JAKARTA – Rancangan Peraturan Presiden (Perpres) terkait keterlibatan TNI dalam menangani terorisme terus dikritisi. Karena itu, Komisi untuk Orang Hilang dan Korban Tindak Kekerasan (KontraS) meminta pemerintah agar merevisi rancangan tersebut, sebab bakal memberikan peran yang luas bagi TNI.
“Rancangan Perpres ini terlalu melampaui tugas pokok TNI, sehingga harus direvisi,” ujar Wakil Koordinator KontraS, Malik Ferry Kusuma, di Jakarta, Senin (8/6/2020).
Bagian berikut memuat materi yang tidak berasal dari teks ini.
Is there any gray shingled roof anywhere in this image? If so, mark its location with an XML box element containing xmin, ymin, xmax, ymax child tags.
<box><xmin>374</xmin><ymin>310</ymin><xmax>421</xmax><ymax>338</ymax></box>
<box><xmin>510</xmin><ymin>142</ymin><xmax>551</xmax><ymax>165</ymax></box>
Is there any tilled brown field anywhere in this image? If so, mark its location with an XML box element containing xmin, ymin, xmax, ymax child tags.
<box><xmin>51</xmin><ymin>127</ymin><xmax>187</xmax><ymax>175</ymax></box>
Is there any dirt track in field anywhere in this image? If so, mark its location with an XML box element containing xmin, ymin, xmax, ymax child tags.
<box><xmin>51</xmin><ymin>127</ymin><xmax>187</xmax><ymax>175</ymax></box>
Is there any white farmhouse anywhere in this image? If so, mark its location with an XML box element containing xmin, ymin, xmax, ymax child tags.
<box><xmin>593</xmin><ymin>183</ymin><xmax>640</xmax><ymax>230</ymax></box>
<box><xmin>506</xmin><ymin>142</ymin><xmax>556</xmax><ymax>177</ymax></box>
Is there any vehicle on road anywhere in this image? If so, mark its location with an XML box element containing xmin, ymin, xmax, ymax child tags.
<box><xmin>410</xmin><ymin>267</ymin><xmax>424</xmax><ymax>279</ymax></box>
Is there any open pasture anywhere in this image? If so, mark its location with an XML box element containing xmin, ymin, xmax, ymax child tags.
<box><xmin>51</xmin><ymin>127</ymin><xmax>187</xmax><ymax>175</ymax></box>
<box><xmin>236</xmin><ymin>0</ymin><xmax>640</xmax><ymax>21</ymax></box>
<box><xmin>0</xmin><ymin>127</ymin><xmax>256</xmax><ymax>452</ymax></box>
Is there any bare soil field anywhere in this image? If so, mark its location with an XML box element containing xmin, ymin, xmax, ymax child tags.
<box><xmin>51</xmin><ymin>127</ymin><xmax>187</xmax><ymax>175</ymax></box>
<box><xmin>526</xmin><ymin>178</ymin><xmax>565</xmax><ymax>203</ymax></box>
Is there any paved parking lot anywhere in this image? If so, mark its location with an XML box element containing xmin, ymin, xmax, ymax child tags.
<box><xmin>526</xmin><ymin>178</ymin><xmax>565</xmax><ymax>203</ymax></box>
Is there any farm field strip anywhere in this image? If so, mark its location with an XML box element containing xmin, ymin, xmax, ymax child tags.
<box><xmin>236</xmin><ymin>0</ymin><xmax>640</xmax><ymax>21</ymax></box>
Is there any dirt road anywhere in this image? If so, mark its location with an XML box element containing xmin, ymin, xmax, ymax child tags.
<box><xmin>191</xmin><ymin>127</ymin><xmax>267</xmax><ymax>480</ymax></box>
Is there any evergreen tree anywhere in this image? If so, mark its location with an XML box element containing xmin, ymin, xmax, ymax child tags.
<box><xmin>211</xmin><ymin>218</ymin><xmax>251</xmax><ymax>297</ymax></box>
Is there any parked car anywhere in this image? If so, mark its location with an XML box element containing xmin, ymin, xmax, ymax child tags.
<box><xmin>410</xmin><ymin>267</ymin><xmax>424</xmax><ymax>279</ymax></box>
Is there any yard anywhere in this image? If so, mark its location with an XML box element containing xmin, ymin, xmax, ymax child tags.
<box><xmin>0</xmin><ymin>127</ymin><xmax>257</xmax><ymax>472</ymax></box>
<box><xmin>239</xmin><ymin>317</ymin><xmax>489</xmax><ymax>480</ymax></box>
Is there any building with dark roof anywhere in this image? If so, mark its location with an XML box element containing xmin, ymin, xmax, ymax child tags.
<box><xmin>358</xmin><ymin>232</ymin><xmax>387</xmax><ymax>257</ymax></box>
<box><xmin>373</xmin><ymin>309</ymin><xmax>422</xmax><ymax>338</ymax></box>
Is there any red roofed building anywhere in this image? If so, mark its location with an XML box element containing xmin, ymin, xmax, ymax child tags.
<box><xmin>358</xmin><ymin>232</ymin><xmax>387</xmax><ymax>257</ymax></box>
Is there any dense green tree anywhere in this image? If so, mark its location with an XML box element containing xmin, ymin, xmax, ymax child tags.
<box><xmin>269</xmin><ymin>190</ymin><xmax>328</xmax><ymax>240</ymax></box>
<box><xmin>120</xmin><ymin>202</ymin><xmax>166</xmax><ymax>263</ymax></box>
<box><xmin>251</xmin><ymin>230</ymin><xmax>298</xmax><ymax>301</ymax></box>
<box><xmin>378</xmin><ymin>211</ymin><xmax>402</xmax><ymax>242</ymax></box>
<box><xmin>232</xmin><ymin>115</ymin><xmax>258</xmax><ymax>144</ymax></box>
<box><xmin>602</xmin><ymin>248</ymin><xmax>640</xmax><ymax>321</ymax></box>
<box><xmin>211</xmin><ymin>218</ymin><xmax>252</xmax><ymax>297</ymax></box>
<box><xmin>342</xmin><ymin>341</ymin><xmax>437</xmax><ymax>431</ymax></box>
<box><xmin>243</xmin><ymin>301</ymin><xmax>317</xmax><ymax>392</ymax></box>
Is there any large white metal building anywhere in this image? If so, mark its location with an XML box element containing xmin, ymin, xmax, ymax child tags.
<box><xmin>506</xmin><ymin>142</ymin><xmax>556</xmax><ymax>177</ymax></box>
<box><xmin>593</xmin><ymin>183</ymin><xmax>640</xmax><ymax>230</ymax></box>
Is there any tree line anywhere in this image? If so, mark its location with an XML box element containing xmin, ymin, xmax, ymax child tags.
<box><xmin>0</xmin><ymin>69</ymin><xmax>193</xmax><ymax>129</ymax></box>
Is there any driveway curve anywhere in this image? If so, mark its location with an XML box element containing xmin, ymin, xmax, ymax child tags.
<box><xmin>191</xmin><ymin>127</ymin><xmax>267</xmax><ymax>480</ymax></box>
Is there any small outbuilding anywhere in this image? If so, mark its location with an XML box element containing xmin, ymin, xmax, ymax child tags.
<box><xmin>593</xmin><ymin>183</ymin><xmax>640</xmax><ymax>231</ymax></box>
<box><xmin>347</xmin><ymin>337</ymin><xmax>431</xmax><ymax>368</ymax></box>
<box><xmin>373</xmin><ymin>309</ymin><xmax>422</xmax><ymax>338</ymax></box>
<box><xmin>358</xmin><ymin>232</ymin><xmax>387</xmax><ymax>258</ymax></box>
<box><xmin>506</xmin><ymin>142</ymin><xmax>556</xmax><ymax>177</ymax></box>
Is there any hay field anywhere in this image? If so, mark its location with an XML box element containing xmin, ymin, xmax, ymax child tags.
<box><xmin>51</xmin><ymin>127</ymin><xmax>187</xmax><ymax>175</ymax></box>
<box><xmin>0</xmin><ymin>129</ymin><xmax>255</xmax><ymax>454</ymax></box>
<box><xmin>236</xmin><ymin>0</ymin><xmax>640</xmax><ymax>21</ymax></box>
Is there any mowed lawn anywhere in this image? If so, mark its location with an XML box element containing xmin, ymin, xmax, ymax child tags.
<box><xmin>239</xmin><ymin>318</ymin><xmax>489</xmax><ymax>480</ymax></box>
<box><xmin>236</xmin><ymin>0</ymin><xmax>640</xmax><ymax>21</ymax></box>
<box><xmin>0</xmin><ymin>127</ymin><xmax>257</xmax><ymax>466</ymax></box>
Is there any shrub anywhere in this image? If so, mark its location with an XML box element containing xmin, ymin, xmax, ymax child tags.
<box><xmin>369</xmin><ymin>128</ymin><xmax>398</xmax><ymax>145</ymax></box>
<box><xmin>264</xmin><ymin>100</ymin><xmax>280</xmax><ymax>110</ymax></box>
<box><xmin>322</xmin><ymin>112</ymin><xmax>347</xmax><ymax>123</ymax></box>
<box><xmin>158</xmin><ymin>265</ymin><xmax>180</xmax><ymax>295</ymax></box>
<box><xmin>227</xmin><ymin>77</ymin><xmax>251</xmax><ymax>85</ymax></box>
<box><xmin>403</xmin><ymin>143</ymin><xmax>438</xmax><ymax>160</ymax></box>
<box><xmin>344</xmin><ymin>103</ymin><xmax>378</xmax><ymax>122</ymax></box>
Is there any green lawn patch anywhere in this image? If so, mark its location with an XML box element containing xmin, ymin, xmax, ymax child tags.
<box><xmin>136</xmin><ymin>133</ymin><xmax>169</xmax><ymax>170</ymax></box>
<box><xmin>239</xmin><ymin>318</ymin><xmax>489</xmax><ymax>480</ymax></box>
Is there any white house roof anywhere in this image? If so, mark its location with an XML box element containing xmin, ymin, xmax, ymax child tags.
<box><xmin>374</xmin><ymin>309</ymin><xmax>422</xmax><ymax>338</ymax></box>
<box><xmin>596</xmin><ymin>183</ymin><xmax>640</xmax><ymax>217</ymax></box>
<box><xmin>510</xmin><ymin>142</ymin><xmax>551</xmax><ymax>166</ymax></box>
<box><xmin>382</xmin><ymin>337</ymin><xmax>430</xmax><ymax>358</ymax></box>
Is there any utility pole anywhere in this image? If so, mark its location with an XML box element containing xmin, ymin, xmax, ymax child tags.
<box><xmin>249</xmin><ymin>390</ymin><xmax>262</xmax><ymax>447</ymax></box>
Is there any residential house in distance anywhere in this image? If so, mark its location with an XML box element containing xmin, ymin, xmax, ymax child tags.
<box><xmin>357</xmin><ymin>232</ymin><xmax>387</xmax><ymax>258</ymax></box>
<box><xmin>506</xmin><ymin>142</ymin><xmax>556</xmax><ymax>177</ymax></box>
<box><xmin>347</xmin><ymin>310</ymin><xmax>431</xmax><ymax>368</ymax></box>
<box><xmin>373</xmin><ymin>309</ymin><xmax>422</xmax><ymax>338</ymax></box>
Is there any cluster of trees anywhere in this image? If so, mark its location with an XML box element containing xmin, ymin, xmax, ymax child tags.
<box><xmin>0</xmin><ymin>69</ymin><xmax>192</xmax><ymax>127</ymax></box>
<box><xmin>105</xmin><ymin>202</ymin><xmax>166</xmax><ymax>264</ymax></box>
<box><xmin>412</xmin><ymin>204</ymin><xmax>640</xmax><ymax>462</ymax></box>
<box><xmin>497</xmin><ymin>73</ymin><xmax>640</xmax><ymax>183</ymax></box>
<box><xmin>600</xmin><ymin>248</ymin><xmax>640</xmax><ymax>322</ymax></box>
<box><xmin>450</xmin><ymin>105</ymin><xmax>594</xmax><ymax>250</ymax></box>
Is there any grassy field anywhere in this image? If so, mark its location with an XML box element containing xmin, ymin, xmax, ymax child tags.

Menurut Malik, Perpres pelibatan TNI dalam pemberantasan terorisme bertentangan dengan aturan hukum dan berimplikasi rusaknya sistem peradilan pidana di Indonesia, mengingat TNI tidak tunduk pada peradilan umum. Selain itu, mengkritisi rancangan perpres tersebut karena tidak mengatur kapan, dimana, dan dalam waktu apa serta kondisi seperti apa TNI dilibatkan dalam penanganan terorisme.
“Kalau melihat dari pengalaman, negara kita ini belum ada situasi yang mendesak melibatkan TNI dalam penanganan terorisme,” katanya.
Ada dua model pelibatan TNI, lanjut Malik, pertama militer penuh, seperti Amerika terhadap Afganistan dan Osama Bin Laden. Kedua, sifatnya perbantuan dan model ini dianggap paling tepat bagi Indonesia, perbantuan TNI terhadap Polri.
Oleh sebab itu, pihaknya menekankan tugas-tugas TNI sesuai tertuang dalam rancangan Perpres tersebut justru tumpang tindih dengan institusi lain, baik itu Polri maupun Badan Nasional Penanggulangan Terorisme (BNPT).
Ia sepakat, terorisme adalah kejahatan terhadap kemanusiaan dan merupakan kejahatan luar biasa. Meski demikian, pola pendekatan dilakukan dalam penanganannya jangan sampai aparat negara menggunakan cara berimplikasi pada pelanggaran hukum, pelanggaran hak asasi manusia.
“Di sini poin penting kita untuk mengingatkan rancangan perpres ini tidak tepat. Itu merusak sektor reformasi keamanan, khususnya TNI,” kata dia.
Karenanya, meminta legislatif dan pemerintah merevisi Perpres tersebut pasal demi pasal yang kewenangan terlalu jauh melebihi tugas pokok TNI sebagaimana diatur dalam UU No. 34 tahun 2004 tentang TNI, salah satunya mengenai prosedur operasional pelibatan TNI dalam penanganan terorisme.
“Waktunya belum tepat (perpres), dan, misal, ada situasi sangat mendesak lewat kebijakan politik, presiden bisa berkonsultasi dengan DPR, itu bisa dikerahkan TNI dalam penanganan terorisme. Masalahnya dalam perpres ini tidak ada lagi koordinasi, Panglima bisa mengerahkan pasukan. Kalau pun ada koordinasi hanya konsultasi dengan presiden,” kata Malik.